Disaster recovery plan

Dear CPA, Are You Too Confident in Your Disaster Recovery Plan?

November 29, 2016


CPA firms hold large volumes of sensitive customer information. Whether it’s April 14 at 10pm or a late date in November, their customers are depending on them to have that information and to be doing everything in their power to keep it safe and secure. That means having a good disaster recovery plan.

Disaster recovery is the plans that you have in place to restore data and continue operations no matter what disrupts your operations. Most small businesses, including CPA firms, are defunct within a year or two if they undergo a significant disaster and do not have adequate DR plans.

About 42 percent of businesses say they would face significant disruption or even catastrophe if their computer systems went down for even a few seconds. If that downtime creeps into minutes, that percentage goes up to 69.

But it’s quite possible to have disaster recovery plans, only to learn at the worst possible time, that those plans are inadequate. What are the most common reasons that CPA firms are overconfident in their DR plans?

CPA Firms Simply Pick an Off-the-Shelf DR Product

Disaster recovery plans must meet the specific needs and conditions of your CPA firm. That means personalized plans that accommodate your computer systems, data stores, software applications, small business network, and your employees. Generic, off-the-shelf plans simply lack the pertinent details to restore your business in the event of large-scale disaster. While backups are the foundation of disaster recovery plans, a backup alone does not a DR plan make.

CPA Firms are Overly Focused on Major Disasters

Another common mistake is planning only for the worst-case scenario, and failing to plan for small-scale problems that can also lead to downtime, lost revenue, and lost productivity. Most businesses aren’t hit by headline-news makers like earthquakes, tsunamis, tornadoes, and massive wildfires. The majority of downtime comes in much simpler, but just as devastating packages, such as:

• 53% are caused by systems failures
• 52% are caused by human errors
• 32% are caused by cyber attacks (including ransomware)
• 20% are caused by environmental issues

Don’t focus all your disaster planning on the biggies and leave out preparations for the more mundane types of disasters, like a leaky pipe that floods your offices or a server that gives up the ghost in the middle of tax preparation season.
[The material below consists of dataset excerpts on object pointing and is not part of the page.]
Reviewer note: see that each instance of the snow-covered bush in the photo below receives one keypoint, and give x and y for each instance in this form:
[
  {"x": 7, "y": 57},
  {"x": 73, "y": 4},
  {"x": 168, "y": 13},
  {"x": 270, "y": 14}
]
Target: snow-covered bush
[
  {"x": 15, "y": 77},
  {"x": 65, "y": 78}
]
CPA Firms Fail to Regularly Update Their Disaster Recovery Plans

Did your CPA firm develop your disaster recovery plans a year ago? Two years ago? Five? Disaster recovery plans have to be specific to your IT infrastructure, software systems, users, etc. Those things tend to change on a fairly frequent basis in most growing CPA firms. Revisit your DR plans at least twice per year to make sure you don’t need to change anything due to adding employees, changing software applications, or adding new data storage.

CPA Firms Don’t Leverage the Convenience, Reliability & Cost-Savings of DR in the Cloud

Disaster recovery plans aren’t just less expensive in the cloud, they’re also much more secure and reliable. Consider this: any disaster scenario that plays out in or around your CPA firm is most likely going to affect any tape storage, external backups, or any other backups or DR plans. Having your disaster recovery plans tucked safely away with your cloud service provider is much less likely to be taken out by the same disaster that hits your CPA business.